In the e-commerce market, you might see an automated system using wood pallets or cardboard boxes in the automated storage and retrieval system (ASRS) that can cause downtime or issues with debris caught in the conveyance systems. There’s also a potential risk to worker safety if a pallet is substandard and collapses, which could also lead to product damage.
You will face different goals in the food distribution, or downstream, scenario. These goals might include increasing the speed of picking or the delivery once product reaches a store. A smaller format reusable platform that delivers into stores or restaurants and directly into their coolers and freezers more quickly and efficiently might be a good solution in this instance.
Understanding these goals – the challenges customers have with their current platform, is crucial to recommending a reusable solution that is best for their specific operation.
Determining KPIs
While each industry may have its own specific KPIs, worker safety, warehouse productivity and product damage are KPIs that transcend multiple industries.
To go back to the e-commerce scenario, uptime – the number of times the ASRS breaks down or is hampered by using single-use packaging – could be used as a barometer. Meanwhile, a food distribution center will be interested in the number of cases picked per hour.
All these KPIs will feed into uncovering a problem that could be eliminated using reusable packaging. By transitioning to a reusable, nestable pallet, customers could improve selector efficiency, thereby increasing the number of cases picked per hour.
Note that there is not one single set of KPIs for success. Understanding industry-specific KPIs will enable you to uncover the best platform and see if it’s feasible for them.
Regardless of the industry, the most important KPI is knowing whether there is a viable way to get the returnable packaging back to your plant, distribution center, etc. to see ROI.
Implementing solutions based on real-time data insights that drive ROI
Let’s say that an e-commerce customer has an abundance of downtime in the ASRS system, kicking out wood pallets because of issues with sub-standard platforms, including deflections or broken stringers. The solution – a rackable plastic pallet or perhaps a pallet support board.
Collect real-time data such as downtime, product damage and workers’ compensation claims, then run a pilot with a small subset of pallets to see if uptime improves or if substandard pallets are being removed from the system. Then compare this data and extrapolate it over the entire system.
A best-case scenario for a food distribution system is piloting routes that go downstream, typically fitting 30 pallets per truck. One route would involve going through the process of loading using the existing packaging. For the next route, incorporate a reusable pallet and then note the differences in picking speed and speed in loading the trailers between the two routes. Then, layer this information over to other value buckets such as product damage, warehouse cleanliness and worker safety.
Based on this analysis, weigh the investment in a reusable option against the cost of maintaining the status quo and determine what the ROI looks like. You’re essentially taking all the operational metrics that you’re accustomed to looking at and then balancing it up against what could potentially be.
Some of this can be done in real time and in other instances you must draw conclusions based on what has historically happened when converting to reusable totes and pallets.

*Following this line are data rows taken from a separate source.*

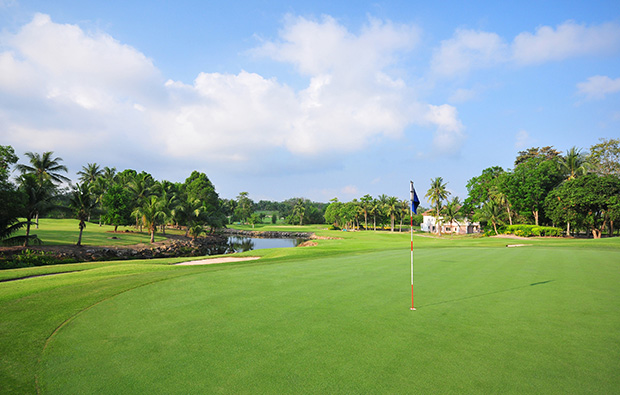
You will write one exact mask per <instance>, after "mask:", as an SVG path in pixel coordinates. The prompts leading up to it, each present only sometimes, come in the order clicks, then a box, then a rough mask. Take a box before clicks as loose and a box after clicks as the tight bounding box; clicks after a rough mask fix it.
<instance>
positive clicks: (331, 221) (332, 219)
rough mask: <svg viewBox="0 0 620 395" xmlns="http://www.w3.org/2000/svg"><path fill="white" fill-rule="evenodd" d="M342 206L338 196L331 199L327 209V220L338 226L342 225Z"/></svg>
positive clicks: (325, 210) (326, 219)
mask: <svg viewBox="0 0 620 395" xmlns="http://www.w3.org/2000/svg"><path fill="white" fill-rule="evenodd" d="M341 208H342V203H341V202H339V201H338V198H333V199H332V200H330V204H329V206H327V208H326V209H325V222H327V223H330V224H333V225H334V226H338V227H340V226H342V219H341V216H340V210H341Z"/></svg>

Best practices for sharing results
Armed with these results, it’s now time to share them with decision makers inside an organization. Start with a look-back. When developing an ROI assessment, share it with a customer so they can use it as their springboard for gaining an investment. About six months later, ask your customer how the solution stacks up against what was projected. You’re looking to see if they’ve seen reduced project damage and increased productivity, whether it’s in the ASRS system or general labor. From there, mirror those results to determine if the ROI was what we expected it to be.

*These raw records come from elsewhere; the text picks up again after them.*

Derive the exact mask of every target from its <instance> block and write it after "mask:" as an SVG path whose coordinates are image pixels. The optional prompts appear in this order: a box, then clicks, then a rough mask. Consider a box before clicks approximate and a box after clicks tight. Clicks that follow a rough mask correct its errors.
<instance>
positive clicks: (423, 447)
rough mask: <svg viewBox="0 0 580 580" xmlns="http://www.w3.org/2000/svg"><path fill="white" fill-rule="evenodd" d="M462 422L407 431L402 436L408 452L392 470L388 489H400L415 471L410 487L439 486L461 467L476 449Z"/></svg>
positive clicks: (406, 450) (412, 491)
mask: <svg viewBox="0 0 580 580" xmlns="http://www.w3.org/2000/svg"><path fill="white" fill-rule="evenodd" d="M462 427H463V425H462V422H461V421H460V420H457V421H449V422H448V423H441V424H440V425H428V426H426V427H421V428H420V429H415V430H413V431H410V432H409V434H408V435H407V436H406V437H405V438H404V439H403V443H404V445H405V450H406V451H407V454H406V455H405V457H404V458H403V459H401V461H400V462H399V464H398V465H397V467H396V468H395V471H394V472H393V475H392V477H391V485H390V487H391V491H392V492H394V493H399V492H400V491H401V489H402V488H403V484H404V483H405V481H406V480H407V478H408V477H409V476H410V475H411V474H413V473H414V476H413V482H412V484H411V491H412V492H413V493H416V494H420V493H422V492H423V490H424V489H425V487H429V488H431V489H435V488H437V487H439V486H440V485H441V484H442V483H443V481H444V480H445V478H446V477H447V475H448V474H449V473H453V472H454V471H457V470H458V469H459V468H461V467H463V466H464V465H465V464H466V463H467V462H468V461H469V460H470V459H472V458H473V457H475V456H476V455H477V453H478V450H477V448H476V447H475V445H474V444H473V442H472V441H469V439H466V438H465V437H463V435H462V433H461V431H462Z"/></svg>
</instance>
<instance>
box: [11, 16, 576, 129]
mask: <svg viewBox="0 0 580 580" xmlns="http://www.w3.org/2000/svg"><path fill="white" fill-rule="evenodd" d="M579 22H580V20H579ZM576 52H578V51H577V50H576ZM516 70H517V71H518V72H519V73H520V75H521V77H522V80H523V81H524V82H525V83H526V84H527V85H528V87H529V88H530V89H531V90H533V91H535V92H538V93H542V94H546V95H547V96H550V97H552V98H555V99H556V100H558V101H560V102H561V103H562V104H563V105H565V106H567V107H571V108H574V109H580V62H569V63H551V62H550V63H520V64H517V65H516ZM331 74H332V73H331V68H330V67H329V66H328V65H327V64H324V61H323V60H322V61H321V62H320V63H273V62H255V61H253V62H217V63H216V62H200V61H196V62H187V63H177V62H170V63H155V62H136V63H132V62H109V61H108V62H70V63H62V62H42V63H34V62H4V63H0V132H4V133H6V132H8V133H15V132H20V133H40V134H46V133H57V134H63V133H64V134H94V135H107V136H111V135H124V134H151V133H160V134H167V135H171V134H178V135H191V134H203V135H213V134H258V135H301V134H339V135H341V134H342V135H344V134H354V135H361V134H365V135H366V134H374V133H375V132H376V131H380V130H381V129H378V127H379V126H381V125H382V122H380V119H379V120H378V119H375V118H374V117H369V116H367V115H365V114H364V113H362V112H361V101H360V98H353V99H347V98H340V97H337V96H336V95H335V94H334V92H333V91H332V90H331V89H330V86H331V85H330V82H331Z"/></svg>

This process is helpful as it provides a knowledge base to apply to other companies in similar industries.
Final thoughts
The companies that succeed in transitioning to reusable totes and pallets are those who approach the process with clarity and commitment. They recognize that this shift benefits people, the planet and the business as a whole.
It requires a mindset change that reusable packaging is a valuable company asset. These assets not only protect products but also enhance operational efficiency and employee safety — transforming them from “one more thing to track” into tools that drive long-term business improvement.